Web 2.0 – The Ultimate Collaborative Development Environment?
Web 2.0 is about data exchange and classification. Taking a high-level look at software design process one of areas that is good in theory, that fails in practice is data exchange and classification.
Think about the last software project you worked on – would a new programmer be able to pick up the documentation and work out what is going on? Could they be able to find the documentation? Was there documentation at all?
Documentation is all about data exchange – I bet if you went through your email or project mailing lists you could piece together a decent amount of usable documentation (Implementation decisions, solutions, bug reports etc) – Can Web 2.0 provide the glue to ease the burden of documentation?
Imagine being able to tag bugs and design decisions so searching for a bug returns a link that points to the design documents and comments entered at check-in. This gives the developer background information quickly – and these docs are living and more easily maintainable. As a developer, you don’t have to change to documentation mode – it is already part of your work flow (Other than remembering to enter check-in comments – but you already do that don’t you?)

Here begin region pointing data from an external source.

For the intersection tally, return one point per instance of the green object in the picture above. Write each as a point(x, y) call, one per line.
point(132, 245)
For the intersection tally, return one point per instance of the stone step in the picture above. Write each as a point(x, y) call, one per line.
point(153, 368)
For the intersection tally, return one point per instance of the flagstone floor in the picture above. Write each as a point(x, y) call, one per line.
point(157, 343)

We don’t necessarly have to limit this to documentation either. Project managers could use it to gauge where the project is at, clients could actually report bugs with out having to learn an obscure bug reporting interface or software terminology. How about timesheets? Add an entry stating you started work at a particular time, and then enter another entry saying you finish at a particular time – tag it wit the project name, maybe what part of the project you were working on – Voila! Or meeting minutes – these often have action items interleaved – tag them and make them searchable. Tag them as completed when you are done.
But I think the best bit is that it wouldn’t require anything more than an email client or a blog-like web interface. EVERYTHING IN ONE PLACE! I know I personally hate having to log in to a different apps for bugs, and meeting minutes etc. We should be letting the software organise our data, and leveraging search.